Foto yang aku gunakan ini dari tahun 2019, omong-omong (sedang malas untuk mengambil fotonya lagi saat aku menulis ini, tetapi kondisinya masih 11-12). Untuk Nokia 2330c sendiri masih bisa digunakan walau hanya memiliki masalah di pengisi dayanya yang masih menggunakan barrel plug yang sudah tidak dapat mengisi lagi. Baterainya tidak ada masalah, dan jika perlu ganti pun masih bisa ditemukan seri BL-5C, yang merupakan seri yang sama pada Nokia 105. Tetapi karena aku membutuhkan fungsi pemutar musik juga, aku masih mengesampingkan ini untuk aku gunakan.

Lalu ada Nokia 6233 yang baterainya baru ganti sekali sama bapakku. Ini juga ada masalah di pengisi dayanya, sehingga satu-satunya cara mengisi dayanya hanya lewat pengisi desktop yang baru saja aku beli. Fungsinya memenuhi semua baik untuk SMS/telepon serta pemutar musik. Masalahnya adalah karena hape ini keluaran tahun 2005, port yang digunakan untuk earphone dan media adalah konektor pin proprietary dari Nokia. Karena USB belum cukup banyak dipakai kala itu, jelas. Dan mencari suku cadangnya di e-commerce seperti cukup menantang karena jarang ada yang masih menjualnya. Satu-satunya cara mungkin menggunakan TWS karena sudah ada Bluetooth di sini, tetapi aku sendiri gak punya TWS. Mungkin nanti beli. Satu lagi, kartu SD yang didukung di hape ini ternyata maksimal hanya 2 GB. Pantas dulu bapakku sering menggunakan format AAC di hape ini biar penyimpanannya lebih lega daripada pakai MP3. Dan baterainya yang baru ternyata juga tidak tahan begitu lama saat tidak digunakan sekalipun. Mungkin secara keseluruhan aku bisa menggunakan hape ini ke depannya jika baterainya masih oke sih, walau aku sendiri harus mengisi dayanya dengan pengisi desktop.

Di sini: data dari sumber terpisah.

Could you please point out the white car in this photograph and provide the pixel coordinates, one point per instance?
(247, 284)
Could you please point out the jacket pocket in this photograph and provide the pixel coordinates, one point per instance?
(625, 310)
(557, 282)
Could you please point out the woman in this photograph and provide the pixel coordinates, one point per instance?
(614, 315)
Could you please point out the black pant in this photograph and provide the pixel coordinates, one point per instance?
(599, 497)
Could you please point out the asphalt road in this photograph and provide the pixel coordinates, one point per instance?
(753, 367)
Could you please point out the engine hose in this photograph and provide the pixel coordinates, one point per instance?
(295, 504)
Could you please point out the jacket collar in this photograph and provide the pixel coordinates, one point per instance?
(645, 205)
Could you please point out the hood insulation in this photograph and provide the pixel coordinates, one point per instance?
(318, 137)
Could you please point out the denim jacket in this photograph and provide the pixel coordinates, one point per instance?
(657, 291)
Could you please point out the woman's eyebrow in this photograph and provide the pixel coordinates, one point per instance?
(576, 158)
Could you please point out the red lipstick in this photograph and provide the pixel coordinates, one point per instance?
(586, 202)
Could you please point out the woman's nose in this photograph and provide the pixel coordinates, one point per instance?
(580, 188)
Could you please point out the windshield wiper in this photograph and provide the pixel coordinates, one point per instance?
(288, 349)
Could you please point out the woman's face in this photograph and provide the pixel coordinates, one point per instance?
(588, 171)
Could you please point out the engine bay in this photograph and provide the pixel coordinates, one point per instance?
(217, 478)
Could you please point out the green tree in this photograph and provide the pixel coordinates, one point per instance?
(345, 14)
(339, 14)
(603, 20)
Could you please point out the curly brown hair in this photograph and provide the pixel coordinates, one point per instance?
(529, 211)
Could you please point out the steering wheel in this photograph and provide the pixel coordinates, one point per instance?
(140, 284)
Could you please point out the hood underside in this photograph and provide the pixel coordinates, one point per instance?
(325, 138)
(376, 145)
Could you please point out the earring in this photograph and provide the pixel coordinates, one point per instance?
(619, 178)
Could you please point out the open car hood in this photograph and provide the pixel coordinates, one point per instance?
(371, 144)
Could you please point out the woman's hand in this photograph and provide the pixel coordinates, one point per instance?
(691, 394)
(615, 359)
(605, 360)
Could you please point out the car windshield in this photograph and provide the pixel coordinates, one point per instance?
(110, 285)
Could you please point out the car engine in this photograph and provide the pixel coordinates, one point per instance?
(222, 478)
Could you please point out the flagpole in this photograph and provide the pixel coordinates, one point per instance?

Kemudian soal Polytron S2350. Sebagai hape Android pertamaku, hape ini memang menyimpan cukup banyak kenangan. Tetapi di samping itu, ternyata hape ini sudah dapat bisa dikatakan sekarat. Aku bisa mengisi kembali daya baterainya menggunakan pengisi desktop dan pengisi daya dengan konektor micro USB. Tetapi yang menjadi masalah utama pada hape ini adalah port AUX-nya sudah soak dan tidak pas sehingga saat dicolokkan hanya keluar satu channel saja. Sebenarnya ini sudah rusak sejak lama dan aku pernah menggunakan aplikasi SoundAbout untuk menaggulanginya, tetapi tetap saja saat aku coba kembali, solusi ini tidak berhasil. Sehingga aku hanya memiliki opsi menggunakan TWS nantinya. Atau itu pikirku sebelum mengetahui bahwa baterainya juga menjadi masalah besar di sini karena selain sudah benar-benar soak (tidak bisa tahan lebih dari dua jam dengan jaringan menyala), suku cadangnya sama sekali tidak ada dan sampai saat ini aku tidak menemukannya. Dan masalah besar terakhir adalah ghost touch yang cukup ngeselin, kerap muncul saat hapenya sedikit mengembun layarnya. Membuat aku sendiri susah menggunakannya jika seandainya aku pakai sehari-hari.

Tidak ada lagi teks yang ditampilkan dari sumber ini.